Speaker: Fred Douglis, CTO office of the EMC Core Technologies Division
Title: RAIDShield: Characterizing, Monitoring, and Proactively Protecting Against Disk Failures
Authors: Ao Ma, Rachel Traylor*, Fred Douglis, Mark Chamness, Guanlin Lu, and Darren Sawyer, EMC Corporation; Surendar Chandra and Windsor Hsu, Datrium, Inc.
* work done during internship; student at U. Texas at Arlington
Host: Zhong Shao
Abstract: Modern storage systems orchestrate a group of disks to achieve their performance and reliability goals. Even though such systems are designed to withstand the failure of individual disks, failure of multiple disks poses a unique set of challenges. We empirically investigate disk failure data from a large number of production systems, specifically focusing on the impact of disk failures on RAID storage systems. Our data covers about one million SATA disks from 6 disk models for periods up to 5 years. We show how observed disk failures weaken the protection provided by RAID. The count of reallocated sectors correlates strongly with impending failures.

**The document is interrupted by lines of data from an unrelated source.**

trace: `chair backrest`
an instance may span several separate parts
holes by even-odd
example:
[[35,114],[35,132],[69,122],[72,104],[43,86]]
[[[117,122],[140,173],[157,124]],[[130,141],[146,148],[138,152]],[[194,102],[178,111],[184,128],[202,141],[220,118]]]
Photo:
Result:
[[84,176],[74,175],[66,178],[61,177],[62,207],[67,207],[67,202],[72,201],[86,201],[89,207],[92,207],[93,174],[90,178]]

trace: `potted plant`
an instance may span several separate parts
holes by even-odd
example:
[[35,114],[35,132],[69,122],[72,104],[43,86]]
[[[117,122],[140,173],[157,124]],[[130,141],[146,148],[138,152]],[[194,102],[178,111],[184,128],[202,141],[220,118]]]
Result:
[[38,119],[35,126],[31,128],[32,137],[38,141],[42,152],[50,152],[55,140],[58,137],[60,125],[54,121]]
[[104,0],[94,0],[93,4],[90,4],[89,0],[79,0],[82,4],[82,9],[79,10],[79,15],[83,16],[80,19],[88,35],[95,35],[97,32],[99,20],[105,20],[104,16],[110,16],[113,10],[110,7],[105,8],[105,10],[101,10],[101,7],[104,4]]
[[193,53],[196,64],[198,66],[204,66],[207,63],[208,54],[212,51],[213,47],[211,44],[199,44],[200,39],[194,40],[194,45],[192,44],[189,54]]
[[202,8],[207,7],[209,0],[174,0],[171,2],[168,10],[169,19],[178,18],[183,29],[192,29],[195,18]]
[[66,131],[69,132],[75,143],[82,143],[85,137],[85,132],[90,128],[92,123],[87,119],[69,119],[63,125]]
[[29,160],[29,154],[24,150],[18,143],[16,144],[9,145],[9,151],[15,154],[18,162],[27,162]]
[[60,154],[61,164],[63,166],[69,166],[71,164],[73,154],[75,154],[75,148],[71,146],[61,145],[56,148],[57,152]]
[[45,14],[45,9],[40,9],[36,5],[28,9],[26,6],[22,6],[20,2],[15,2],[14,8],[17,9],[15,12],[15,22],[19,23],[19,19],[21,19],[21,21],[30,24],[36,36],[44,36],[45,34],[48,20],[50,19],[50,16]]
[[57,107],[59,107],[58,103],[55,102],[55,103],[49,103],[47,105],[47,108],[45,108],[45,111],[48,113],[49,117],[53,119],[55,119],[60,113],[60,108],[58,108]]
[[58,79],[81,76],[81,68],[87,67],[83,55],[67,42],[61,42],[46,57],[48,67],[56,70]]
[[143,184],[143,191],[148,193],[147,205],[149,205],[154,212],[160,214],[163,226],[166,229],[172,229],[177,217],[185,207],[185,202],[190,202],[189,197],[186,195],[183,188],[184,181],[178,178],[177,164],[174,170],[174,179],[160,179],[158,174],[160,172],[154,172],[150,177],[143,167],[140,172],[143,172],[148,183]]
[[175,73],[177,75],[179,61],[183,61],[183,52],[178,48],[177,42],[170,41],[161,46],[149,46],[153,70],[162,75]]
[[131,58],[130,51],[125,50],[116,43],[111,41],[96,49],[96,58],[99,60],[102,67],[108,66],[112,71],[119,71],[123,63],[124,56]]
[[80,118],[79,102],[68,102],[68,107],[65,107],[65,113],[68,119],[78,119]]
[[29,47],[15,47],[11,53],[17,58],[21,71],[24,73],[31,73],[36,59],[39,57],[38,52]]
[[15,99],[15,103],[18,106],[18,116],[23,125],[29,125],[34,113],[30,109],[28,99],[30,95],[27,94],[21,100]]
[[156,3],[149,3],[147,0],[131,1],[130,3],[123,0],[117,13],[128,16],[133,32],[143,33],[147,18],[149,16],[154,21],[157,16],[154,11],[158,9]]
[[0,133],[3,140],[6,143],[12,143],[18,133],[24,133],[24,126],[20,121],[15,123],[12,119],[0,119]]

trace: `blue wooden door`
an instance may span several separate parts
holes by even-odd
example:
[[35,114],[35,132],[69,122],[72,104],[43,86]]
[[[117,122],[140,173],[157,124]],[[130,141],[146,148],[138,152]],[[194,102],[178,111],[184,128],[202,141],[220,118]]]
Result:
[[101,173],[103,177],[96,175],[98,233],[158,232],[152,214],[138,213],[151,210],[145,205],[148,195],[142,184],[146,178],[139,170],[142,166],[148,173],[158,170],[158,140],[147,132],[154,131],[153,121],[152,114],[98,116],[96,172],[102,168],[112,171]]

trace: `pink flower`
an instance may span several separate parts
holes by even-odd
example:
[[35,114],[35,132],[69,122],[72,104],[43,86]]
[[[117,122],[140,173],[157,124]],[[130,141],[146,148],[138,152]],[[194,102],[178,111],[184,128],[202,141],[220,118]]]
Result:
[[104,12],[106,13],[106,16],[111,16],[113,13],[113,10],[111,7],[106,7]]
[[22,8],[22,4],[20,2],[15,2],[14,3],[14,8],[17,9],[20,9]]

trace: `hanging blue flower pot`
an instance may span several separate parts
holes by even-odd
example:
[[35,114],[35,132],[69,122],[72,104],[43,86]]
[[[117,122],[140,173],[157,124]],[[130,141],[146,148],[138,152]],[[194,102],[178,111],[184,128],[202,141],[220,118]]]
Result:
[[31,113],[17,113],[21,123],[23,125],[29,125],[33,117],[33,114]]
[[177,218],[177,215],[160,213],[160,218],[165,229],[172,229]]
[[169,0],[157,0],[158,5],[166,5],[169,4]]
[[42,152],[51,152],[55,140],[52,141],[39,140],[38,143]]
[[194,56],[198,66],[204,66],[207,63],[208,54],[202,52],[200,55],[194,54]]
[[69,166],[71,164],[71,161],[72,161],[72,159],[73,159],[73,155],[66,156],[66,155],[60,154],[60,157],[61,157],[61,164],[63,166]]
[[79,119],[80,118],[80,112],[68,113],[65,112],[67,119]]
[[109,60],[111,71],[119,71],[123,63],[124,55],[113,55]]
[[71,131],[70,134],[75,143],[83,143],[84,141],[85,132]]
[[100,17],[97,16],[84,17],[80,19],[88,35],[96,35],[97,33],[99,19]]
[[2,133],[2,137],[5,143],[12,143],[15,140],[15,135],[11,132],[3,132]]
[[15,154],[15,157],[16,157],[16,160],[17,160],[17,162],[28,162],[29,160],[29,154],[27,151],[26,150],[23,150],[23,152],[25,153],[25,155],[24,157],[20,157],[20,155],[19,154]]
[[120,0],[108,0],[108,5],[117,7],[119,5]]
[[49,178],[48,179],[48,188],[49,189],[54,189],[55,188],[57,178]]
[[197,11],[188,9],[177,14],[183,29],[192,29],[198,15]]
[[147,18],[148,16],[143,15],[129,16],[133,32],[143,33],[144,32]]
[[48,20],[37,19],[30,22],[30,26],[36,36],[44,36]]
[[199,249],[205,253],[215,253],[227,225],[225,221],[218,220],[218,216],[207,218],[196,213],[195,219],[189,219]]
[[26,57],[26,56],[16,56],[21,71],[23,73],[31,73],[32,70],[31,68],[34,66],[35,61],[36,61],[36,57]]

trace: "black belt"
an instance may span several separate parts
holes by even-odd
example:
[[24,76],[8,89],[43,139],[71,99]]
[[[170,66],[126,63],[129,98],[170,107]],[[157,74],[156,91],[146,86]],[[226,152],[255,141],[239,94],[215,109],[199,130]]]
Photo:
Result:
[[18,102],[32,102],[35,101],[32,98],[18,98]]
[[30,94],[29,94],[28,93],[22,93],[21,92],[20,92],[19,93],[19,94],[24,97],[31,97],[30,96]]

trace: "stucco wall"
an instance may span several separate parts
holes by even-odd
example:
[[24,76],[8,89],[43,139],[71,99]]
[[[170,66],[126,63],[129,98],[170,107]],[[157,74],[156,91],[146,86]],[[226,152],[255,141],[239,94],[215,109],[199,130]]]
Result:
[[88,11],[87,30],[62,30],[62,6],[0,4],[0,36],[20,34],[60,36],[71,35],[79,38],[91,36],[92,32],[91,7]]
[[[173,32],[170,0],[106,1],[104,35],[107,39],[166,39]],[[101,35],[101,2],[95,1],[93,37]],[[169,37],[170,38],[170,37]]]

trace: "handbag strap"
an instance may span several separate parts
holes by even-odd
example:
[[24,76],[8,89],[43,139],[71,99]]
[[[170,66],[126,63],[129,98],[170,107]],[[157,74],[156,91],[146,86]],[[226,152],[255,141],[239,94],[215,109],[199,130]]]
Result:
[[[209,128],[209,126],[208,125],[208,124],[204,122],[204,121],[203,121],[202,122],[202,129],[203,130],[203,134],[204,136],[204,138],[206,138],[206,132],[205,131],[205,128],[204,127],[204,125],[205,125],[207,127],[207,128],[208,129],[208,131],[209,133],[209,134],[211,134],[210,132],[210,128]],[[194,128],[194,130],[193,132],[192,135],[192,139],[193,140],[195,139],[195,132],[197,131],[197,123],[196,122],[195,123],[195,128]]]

With these findings we designed RAIDSHIELD, which consists of two components. First, we have built and evaluated an active defense mechanism that monitors the health of each disk and replaces those that are predicted to fail imminently. This proactive protection has been incorporated into our product and is observed to eliminate 88% of triple disk errors, which are 80% of all RAID failures. Second, we have designed and simulated a method of using the joint failure probability to quantify and predict how likely a RAID group is to face multiple simultaneous disk failures, which can identify disks that collectively represent a risk of failure even when no individual disk is flagged in isolation. We find in simulation that RAID-level analysis can effectively identify most vulnerable RAID-6 systems, improving the coverage to 98% of triple errors.
We conclude with discussions of operational considerations in deploying RAIDSHIELD more broadly and new directions in the analysis of disk errors. One interesting approach is to combine multiple metrics, allowing the values of different indicators to be used for predictions. Using newer field data that reports an additional metric, medium errors, we find that the relative efficacy of reallocated sectors and medium errors varies across disk models, offering an additional way to predict failures.
This work was presented at FAST 2015 and recently extended with additional authors for publication in ACM Transactions on Storage.
Bio: Fred Douglis is in the Advanced Development group of EMC Core Technologies Division, in the office of the CTD CTO. He works on systems and storage technologies such as deduplication, compression, load balancing, and others. He holds M.S. and Ph.D. degrees in computer science from U.C. Berkeley and a B.S. in computer science from Yale.
He has worked in industrial applied research throughout his career, including Matsushita, AT&T (Bell) Labs, and IBM Research before joining EMC in 2009. He also has been a visiting professor at VU Amsterdam and Princeton University. He served as editor in chief of IEEE Internet Computing from 2007-2010 and has been on its editorial board since 1999.